Hay domingos que no comienzan: despiertan.
Y este lo hizo como una mancha amarilla que se deslizó desde el techo, como si el sol se hubiera derretido en silencio durante la madrugada. Se escurrió por las paredes, se metió entre mis huesos, se pegó a mis párpados. Yo estaba allí —tendido en la cama como un objeto sin nombre— y lo supe: ese no era un domingo cualquiera, sino uno de esos días que vienen de otro mundo para recordarte que aún estás vivo… aunque no sepas si eso es una bendición o un extravío.
El aire estaba denso, como si los minutos tuvieran peso. Y, sin embargo, en medio de ese espesor, soplaba una brisa que no venía de la ventana, ni del ventilador, ni del tiempo conocido. Era un fresco distinto. Parecía provenir de una grieta invisible entre las cosas. Me atravesaba el pecho como una caricia olvidada por la infancia, como la risa de una madre que ya no está. Me devolvía algo. ¿Pero, qué?
Salí sin rumbo. Caminar fue como flotar en una pecera amarilla. Las calles eran más calles que nunca: intensas, exageradas, como si estuvieran al borde de comprenderse a sí mismas. La gente —poca— tenía rostros de domingo, es decir, rostros de los que esperan algo sin saber exactamente qué.

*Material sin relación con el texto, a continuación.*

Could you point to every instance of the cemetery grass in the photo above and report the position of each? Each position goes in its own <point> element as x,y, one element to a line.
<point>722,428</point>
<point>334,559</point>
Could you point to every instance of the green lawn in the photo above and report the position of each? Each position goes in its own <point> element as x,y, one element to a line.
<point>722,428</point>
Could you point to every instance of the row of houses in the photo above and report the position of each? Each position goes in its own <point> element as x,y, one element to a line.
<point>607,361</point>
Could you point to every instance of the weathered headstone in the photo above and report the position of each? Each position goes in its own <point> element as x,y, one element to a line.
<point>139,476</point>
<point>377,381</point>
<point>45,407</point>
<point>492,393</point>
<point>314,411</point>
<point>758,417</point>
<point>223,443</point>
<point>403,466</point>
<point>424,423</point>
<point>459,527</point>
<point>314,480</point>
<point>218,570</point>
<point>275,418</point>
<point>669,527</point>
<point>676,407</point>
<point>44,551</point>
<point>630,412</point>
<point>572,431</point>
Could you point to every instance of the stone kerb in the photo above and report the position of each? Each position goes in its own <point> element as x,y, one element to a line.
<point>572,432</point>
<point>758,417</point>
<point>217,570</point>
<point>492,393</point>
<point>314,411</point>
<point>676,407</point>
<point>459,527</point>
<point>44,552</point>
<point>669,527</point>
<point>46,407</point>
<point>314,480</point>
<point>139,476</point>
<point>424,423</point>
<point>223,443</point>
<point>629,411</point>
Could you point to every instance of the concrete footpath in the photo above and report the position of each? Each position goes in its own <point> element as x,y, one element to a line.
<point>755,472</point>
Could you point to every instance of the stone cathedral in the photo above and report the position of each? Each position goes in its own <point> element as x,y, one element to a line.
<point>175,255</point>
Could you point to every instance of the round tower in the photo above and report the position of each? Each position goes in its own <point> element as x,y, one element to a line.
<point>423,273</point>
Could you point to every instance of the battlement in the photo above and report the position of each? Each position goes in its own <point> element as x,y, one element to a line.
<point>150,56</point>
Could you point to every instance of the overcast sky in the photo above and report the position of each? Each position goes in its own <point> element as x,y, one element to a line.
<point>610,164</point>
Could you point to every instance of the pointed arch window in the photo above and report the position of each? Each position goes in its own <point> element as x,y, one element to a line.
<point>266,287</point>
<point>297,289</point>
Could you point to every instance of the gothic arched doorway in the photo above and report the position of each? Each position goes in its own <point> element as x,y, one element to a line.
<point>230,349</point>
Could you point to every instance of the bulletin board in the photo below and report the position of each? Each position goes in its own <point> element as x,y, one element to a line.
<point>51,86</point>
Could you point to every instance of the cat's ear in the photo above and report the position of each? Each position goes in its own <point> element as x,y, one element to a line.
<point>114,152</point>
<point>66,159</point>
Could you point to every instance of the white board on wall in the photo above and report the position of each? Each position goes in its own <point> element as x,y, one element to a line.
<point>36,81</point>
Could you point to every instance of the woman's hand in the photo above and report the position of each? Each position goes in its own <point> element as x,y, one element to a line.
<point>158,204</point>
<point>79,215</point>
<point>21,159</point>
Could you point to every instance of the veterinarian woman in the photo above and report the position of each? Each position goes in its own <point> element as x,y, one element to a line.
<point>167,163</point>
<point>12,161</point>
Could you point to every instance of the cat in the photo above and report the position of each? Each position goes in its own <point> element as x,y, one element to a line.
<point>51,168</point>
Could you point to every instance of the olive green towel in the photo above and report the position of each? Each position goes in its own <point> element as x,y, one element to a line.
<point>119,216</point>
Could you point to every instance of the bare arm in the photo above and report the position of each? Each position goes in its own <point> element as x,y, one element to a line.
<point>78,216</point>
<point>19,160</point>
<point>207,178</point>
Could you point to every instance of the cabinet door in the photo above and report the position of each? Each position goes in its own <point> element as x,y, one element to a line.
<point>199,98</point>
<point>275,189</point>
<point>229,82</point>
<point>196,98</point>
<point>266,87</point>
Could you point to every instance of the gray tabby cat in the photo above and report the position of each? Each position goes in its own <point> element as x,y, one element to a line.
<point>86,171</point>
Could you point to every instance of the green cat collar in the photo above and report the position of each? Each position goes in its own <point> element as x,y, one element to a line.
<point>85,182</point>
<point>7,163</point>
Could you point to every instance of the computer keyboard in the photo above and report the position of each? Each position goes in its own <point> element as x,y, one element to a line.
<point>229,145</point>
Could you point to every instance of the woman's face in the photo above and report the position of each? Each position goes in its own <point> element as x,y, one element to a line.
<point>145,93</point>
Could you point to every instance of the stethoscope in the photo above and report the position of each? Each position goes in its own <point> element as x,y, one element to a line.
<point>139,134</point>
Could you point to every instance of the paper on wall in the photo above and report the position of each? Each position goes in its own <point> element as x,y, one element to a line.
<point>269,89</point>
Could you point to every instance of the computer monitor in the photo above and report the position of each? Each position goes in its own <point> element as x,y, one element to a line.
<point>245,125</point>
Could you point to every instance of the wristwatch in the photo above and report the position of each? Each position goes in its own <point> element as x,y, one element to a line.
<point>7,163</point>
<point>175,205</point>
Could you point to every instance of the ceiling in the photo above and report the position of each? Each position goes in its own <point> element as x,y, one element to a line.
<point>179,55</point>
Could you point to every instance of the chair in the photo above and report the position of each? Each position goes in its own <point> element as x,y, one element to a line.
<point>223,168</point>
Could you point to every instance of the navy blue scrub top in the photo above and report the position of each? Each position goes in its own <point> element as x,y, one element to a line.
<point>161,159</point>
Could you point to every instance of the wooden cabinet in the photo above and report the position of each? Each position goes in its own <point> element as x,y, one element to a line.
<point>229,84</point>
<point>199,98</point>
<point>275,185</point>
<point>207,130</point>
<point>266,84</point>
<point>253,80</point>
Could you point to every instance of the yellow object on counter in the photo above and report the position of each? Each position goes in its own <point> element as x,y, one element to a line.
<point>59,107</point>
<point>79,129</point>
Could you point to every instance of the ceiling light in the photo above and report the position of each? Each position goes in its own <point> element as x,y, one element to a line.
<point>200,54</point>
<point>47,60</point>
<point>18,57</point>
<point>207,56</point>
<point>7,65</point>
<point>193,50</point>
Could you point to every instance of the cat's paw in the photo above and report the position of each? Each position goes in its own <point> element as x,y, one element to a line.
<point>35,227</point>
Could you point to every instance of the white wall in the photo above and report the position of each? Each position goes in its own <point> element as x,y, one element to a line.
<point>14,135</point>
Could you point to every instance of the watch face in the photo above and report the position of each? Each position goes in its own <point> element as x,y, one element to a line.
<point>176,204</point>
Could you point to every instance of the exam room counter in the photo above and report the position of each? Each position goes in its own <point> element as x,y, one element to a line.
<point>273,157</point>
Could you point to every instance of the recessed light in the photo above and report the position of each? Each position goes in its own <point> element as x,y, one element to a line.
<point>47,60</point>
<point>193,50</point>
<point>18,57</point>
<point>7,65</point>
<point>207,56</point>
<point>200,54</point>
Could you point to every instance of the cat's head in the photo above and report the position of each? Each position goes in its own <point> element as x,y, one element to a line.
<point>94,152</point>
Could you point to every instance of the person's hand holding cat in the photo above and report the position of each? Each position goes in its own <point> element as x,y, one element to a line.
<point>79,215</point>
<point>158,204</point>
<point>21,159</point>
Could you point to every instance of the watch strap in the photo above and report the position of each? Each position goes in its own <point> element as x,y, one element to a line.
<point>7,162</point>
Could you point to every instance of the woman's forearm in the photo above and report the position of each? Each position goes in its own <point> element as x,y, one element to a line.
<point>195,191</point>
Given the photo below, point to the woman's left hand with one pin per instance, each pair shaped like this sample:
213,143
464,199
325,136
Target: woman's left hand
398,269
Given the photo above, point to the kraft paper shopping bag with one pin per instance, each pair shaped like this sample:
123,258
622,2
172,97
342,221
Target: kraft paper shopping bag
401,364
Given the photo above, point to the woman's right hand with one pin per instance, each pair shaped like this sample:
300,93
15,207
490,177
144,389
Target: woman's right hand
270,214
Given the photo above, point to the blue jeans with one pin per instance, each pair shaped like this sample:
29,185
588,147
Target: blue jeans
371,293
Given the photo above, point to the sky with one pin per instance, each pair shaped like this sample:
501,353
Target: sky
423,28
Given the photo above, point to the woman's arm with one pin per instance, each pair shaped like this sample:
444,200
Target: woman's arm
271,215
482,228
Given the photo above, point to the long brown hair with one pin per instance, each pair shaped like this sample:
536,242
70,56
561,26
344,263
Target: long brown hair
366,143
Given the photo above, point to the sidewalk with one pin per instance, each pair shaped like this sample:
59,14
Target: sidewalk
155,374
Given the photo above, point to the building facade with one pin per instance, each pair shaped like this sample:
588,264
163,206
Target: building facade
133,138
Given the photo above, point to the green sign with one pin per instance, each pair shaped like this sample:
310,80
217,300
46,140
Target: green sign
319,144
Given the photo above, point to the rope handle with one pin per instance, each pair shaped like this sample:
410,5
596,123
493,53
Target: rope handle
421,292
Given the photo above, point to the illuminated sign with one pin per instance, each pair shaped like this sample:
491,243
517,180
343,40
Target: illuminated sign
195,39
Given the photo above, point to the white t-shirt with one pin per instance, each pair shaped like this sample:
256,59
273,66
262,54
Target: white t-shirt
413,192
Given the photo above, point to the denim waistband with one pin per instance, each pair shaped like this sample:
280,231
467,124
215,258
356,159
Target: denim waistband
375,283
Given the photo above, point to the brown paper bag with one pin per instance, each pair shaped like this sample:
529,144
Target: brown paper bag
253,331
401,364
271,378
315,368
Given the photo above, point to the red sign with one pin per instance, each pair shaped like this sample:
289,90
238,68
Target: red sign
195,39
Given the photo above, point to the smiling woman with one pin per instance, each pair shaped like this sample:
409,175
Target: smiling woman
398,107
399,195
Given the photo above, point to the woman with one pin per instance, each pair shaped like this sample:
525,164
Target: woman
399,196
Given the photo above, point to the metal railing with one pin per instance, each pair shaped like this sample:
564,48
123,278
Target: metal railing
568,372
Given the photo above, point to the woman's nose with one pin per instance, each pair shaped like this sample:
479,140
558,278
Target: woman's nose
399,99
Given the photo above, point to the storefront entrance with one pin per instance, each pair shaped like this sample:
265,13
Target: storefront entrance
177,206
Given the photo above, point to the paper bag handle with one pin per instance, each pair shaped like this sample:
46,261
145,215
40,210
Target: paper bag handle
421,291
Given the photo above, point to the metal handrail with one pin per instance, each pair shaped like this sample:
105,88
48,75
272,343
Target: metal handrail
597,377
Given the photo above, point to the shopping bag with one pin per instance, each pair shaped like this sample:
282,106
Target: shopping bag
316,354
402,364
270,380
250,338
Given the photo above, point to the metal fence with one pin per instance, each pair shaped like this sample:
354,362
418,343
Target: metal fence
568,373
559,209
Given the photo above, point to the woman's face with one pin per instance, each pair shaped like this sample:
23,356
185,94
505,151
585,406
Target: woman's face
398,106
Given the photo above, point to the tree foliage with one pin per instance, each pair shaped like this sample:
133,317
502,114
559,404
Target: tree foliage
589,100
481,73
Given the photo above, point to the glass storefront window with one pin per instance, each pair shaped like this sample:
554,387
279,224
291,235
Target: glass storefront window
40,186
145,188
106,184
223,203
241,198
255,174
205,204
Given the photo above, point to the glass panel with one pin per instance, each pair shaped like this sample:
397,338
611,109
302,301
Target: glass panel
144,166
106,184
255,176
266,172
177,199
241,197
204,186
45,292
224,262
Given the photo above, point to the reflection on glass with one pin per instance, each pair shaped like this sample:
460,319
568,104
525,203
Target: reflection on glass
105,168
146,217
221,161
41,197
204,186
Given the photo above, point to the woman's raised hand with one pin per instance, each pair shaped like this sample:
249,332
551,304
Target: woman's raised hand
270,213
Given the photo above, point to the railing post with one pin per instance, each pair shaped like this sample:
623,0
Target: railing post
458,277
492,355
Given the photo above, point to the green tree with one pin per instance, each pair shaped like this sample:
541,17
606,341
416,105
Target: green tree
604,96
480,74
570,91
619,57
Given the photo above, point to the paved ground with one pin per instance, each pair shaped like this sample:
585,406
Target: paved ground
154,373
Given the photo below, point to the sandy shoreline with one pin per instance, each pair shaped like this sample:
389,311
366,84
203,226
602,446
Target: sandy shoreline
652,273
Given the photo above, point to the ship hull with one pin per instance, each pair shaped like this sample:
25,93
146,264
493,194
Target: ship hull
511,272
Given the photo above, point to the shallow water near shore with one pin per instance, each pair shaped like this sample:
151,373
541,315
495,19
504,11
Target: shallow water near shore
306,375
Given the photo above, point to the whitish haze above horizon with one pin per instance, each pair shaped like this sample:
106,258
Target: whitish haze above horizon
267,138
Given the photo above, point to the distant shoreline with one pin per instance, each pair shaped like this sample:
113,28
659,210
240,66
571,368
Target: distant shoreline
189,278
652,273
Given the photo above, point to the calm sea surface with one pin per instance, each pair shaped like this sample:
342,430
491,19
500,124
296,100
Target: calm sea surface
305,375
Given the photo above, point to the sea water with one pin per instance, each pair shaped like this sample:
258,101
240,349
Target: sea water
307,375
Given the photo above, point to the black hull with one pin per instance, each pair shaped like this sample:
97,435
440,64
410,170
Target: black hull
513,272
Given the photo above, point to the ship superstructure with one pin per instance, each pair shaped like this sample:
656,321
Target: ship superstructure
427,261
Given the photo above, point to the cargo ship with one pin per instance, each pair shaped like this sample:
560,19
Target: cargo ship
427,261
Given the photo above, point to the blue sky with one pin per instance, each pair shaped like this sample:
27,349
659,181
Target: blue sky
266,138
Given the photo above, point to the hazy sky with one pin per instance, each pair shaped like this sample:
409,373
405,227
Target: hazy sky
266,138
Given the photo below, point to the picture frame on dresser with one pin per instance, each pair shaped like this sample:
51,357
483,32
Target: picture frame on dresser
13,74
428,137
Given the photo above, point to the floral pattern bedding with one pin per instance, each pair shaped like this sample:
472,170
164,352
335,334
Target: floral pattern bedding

Y mientras lo hacía, noté que no caminaba sobre las aceras, sino por dentro de mí. Cada paso era una nota de un acorde que no entendía. Me sentía triste, sí, pero era una tristeza hermosa, de esas que contienen en su centro una semilla de alegría, como si la nostalgia fuera un pasaporte hacia un país que todavía no se me olvida.
Entonces lo sentí.
Ese lugar.
Ese que uno nunca sabe dónde está, pero al que siempre se llega si uno camina lo suficiente por dentro. No tenía nombre ni coordenadas. No era una iglesia, ni un templo, ni un bosque. Era algo más sutil: un instante sagrado atrapado en el pliegue entre dos pensamientos.
Y allí estuve.
No puedo decir cuánto tiempo. Podría haber sido un parpadeo o una eternidad. Pero lo supe: el fresco que me había seguido toda la jornada venía de ahí. De ese centro inmóvil que uno lleva adentro sin saberlo. De ese espacio donde el alma se sienta a jugar con el silencio, y a escuchar las historias que la razón no sabe contar.
Después todo volvió.
El ruido, los pasos, el domingo.
Pero ya no era el mismo.
Yo tampoco.
Y desde entonces, cada domingo amarillo que me envuelve como una cárcel de luz, dejo que el fresco me atraviese. Y camino. Camino hacia ese lugar sagrado que no existe en ningún mapa fuera de mi imaginación.
Porque ahora sé —con la certeza que no dan las palabras—
que fui,
que llegué,
y que en medio del aire suspendido,
volví a pisar, sin saber cómo,
la Habana de mi infancia.
La que aún me espera detrás de cada domingo.